“Are you excited for college?”
“Are you ready for this momentous, pivotal change that is going to alter your entire lifestyle forever?”
This summer, no matter where I go or who I meet, I am greeted with these questions in some form or another, as are thousands of other freshmen-to-be all around the country and the world. At first, I would answer very enthusiastically with the great city of Boston, the anticipation of meeting interesting new people, and the pretty picture of the ideal college experience in my mind. But my response has slowly dwindled down to a small nervous laugh and a noncommittal nod as move-in day looms nearer. Why? Because I realized that I have no idea what college will actually be like. I have no inkling of what my future holds. I don’t know what to expect.

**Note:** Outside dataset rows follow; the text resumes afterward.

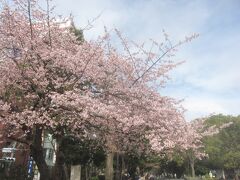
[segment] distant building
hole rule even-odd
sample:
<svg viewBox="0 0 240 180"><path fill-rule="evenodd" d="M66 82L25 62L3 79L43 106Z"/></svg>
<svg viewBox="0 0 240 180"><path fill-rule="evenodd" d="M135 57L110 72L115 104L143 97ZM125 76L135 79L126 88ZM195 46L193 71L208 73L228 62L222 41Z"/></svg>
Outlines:
<svg viewBox="0 0 240 180"><path fill-rule="evenodd" d="M53 139L52 135L45 131L43 136L43 148L45 161L48 166L54 166L56 162L56 140Z"/></svg>
<svg viewBox="0 0 240 180"><path fill-rule="evenodd" d="M53 167L56 161L56 140L47 131L44 131L42 138L45 161L48 166ZM12 149L12 151L7 152L7 149ZM12 159L12 161L8 159ZM9 139L6 133L6 126L0 124L0 170L2 169L2 172L6 171L4 169L14 164L25 167L26 171L28 171L29 160L29 146ZM30 172L34 173L34 179L37 180L39 179L39 173L34 162L32 167L33 169Z"/></svg>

The smaller questions have obvious answers. How do you feel about having to use communal bathrooms? Scared. Are you excited for the dining hall food? Unbelievably. Are you going to miss home? Of course. Are you constantly confused? Yes. But the big questions like “Are you ready for this?” make me contemplate my decisions, consider my existing knowledge, and ultimately leave me dumbfounded and unable to answer completely truthfully.

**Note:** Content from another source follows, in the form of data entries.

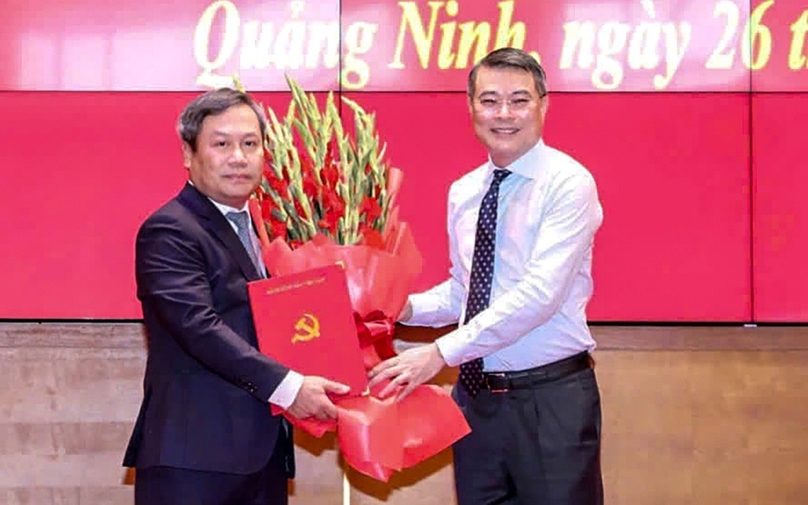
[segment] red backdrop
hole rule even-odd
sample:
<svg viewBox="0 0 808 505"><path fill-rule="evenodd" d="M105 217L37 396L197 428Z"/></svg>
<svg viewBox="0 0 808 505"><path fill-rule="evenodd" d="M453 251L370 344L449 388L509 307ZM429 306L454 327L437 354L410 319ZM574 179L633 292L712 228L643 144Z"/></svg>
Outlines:
<svg viewBox="0 0 808 505"><path fill-rule="evenodd" d="M50 2L38 3L44 9ZM155 16L163 16L168 25L178 20L190 24L186 31L192 37L199 12L208 5L197 3L190 14L167 17L166 13L185 8L174 6L173 11ZM752 10L762 3L754 2ZM78 21L80 28L71 28L48 10L37 11L44 12L40 19L47 21L37 25L31 21L34 11L29 4L12 2L9 15L0 22L4 28L0 47L11 58L8 61L17 62L0 70L0 88L5 89L0 91L0 236L4 239L0 262L5 266L0 319L139 318L134 236L143 218L176 194L185 180L174 125L182 107L198 93L190 91L197 89L193 65L177 74L177 82L191 83L186 91L177 91L182 87L160 75L171 71L178 51L160 57L146 43L137 55L155 62L154 79L163 79L163 84L144 85L145 78L138 73L132 88L163 91L116 91L120 82L127 81L113 78L98 78L87 87L71 89L71 82L87 83L93 75L118 75L116 71L123 72L115 66L121 66L120 62L109 67L88 61L90 77L82 77L81 60L69 60L73 54L69 51L67 56L62 54L68 61L61 67L57 64L56 70L49 66L53 61L27 58L26 54L44 54L44 42L31 42L36 32L32 27L39 26L36 33L42 40L50 34L64 44L72 40L71 30L92 31ZM111 5L70 4L79 10ZM314 2L308 4L307 9L314 12ZM426 16L426 1L415 4ZM647 16L633 2L615 0L613 4L631 4L630 12L618 11L634 22ZM784 63L793 45L790 23L805 9L797 0L778 0L766 11L763 21L773 34L767 67L750 72L741 66L736 34L731 42L737 49L734 66L700 73L703 64L694 62L713 52L729 33L727 14L716 7L719 4L731 10L726 0L704 5L657 2L658 17L676 13L681 21L692 15L693 29L701 31L694 32L690 56L684 58L669 89L656 92L649 84L652 71L629 74L619 92L597 92L590 83L591 68L560 68L560 38L556 42L551 36L526 38L526 49L549 47L542 51L554 91L546 141L592 171L604 207L605 219L596 239L595 296L589 310L593 321L808 321L808 303L803 303L808 302L808 274L800 263L808 253L808 212L799 203L808 180L799 152L804 142L803 118L808 117L804 85L808 70L789 69ZM463 1L458 5L457 21L487 18L496 27L499 4L481 7ZM570 1L567 8L553 7L541 17L544 7L529 7L532 4L524 1L514 5L515 16L538 32L551 27L559 32L568 21L565 16L590 12L580 10L584 4ZM737 30L742 31L750 8L734 5L740 13ZM142 16L124 16L129 11L121 6L107 13L115 23L129 19L149 27ZM690 11L679 13L677 8L683 7ZM396 2L352 0L344 2L343 8L344 23L373 18L382 26L378 47L395 45L401 14L390 9L398 8ZM269 15L261 12L242 9L242 16L263 19ZM589 17L607 19L609 12ZM424 19L428 21L428 16ZM103 39L117 32L106 26L94 33ZM129 47L119 40L117 44L112 48ZM409 53L402 53L402 58L417 61L414 47L408 47ZM441 281L448 267L448 186L485 159L472 134L462 91L467 69L435 74L411 64L410 70L395 75L412 80L396 80L386 66L391 51L379 61L374 54L378 53L365 58L377 80L363 90L345 93L377 112L390 161L405 171L402 212L412 223L425 258L417 288L427 288ZM432 58L437 54L435 49ZM622 57L625 60L625 51ZM133 67L140 68L135 63ZM26 74L27 68L31 74ZM315 72L312 75L319 77L312 78L310 89L339 89L327 84L336 82L338 71L324 71L325 78L323 72ZM129 72L137 73L131 68ZM72 77L65 80L59 75ZM309 74L301 75L305 80ZM50 76L50 81L37 76ZM272 86L276 84L268 88ZM86 88L98 90L80 91ZM289 100L283 92L255 95L277 110L285 110Z"/></svg>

Of course, other people's experiences and the countless resources we have at our fingertips have helped me form a vague representation of what the general college scene is like, but what will it be like for me? What if everything I have heard and seen has set my expectations too high? What if nothing goes right? We all have different mindsets and interpretations, varying opinions and thoughts, distinctive personal backgrounds and priorities, so I won’t have the answers to these questions until I am living them. And the thought of that is terrifying. But it’s also weirdly thrilling; the vast unknown holds innumerable prospects. Therefore, I have begun to view college as a train ride to my next destination. Right now, I’m standing on the platform with open doors in front of me, a few seconds left before they close. All I need to do is take the leap and enjoy the ride.

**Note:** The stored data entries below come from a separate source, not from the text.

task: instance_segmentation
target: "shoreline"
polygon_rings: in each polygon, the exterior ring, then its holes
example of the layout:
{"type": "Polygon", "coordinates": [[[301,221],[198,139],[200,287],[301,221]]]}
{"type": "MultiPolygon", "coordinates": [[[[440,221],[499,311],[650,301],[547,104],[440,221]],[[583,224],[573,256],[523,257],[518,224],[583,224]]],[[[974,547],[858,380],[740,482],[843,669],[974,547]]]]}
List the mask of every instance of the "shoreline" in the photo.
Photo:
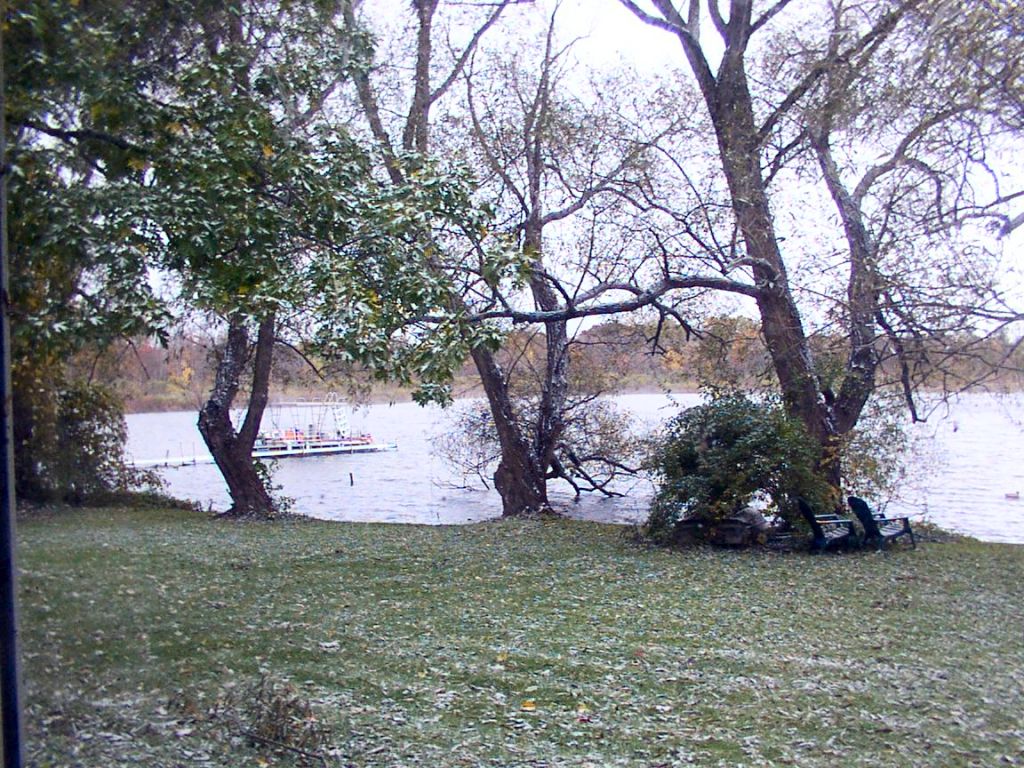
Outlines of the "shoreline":
{"type": "MultiPolygon", "coordinates": [[[[676,406],[691,404],[695,399],[679,395],[676,406]]],[[[676,411],[671,405],[668,409],[661,407],[670,401],[660,392],[624,395],[612,402],[636,414],[637,424],[655,425],[676,411]]],[[[898,495],[876,501],[888,506],[891,514],[911,515],[914,520],[923,517],[982,540],[1024,542],[1024,502],[1006,498],[1007,493],[1024,489],[1024,476],[1012,461],[1024,438],[1014,418],[1020,413],[1019,402],[1019,396],[967,396],[954,403],[949,418],[940,418],[943,413],[937,413],[929,424],[914,428],[911,446],[915,453],[908,457],[911,464],[898,495]],[[996,434],[1001,439],[993,441],[996,434]]],[[[466,407],[464,401],[461,408],[466,407]]],[[[435,525],[500,515],[496,494],[460,491],[465,481],[432,453],[432,441],[451,420],[450,410],[444,413],[406,401],[392,408],[364,408],[350,414],[350,419],[357,431],[397,442],[399,451],[372,460],[314,459],[308,460],[313,462],[309,465],[305,459],[282,460],[275,483],[282,486],[283,495],[295,499],[296,511],[317,519],[435,525]],[[356,482],[350,487],[348,473],[353,470],[356,482]]],[[[203,447],[195,422],[194,411],[131,415],[129,452],[143,459],[191,455],[193,448],[199,451],[203,447]]],[[[230,504],[215,470],[182,469],[161,474],[167,480],[168,492],[176,497],[197,499],[204,508],[212,503],[215,509],[226,509],[230,504]]],[[[584,498],[573,504],[568,500],[571,493],[564,494],[563,499],[560,489],[553,487],[551,500],[574,517],[628,523],[645,519],[646,491],[645,486],[631,489],[624,500],[584,498]]]]}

So what can you expect when you don’t know what to expect? As I see it, there are broadly three possibilities ahead: nothing will meet my expectations, I will hate everything about college and will spend my time wistfully thinking of the past and home; everything will match or exceed my expectations, I will absolutely love college, have the perfect experience, and somehow transform into the person I’ve always dreamed of being; or I will try to keep an open mind, enjoy the good times and brave the bad, laugh and cry, and I will choose to learn, mature, and make the best of the next four years of my life.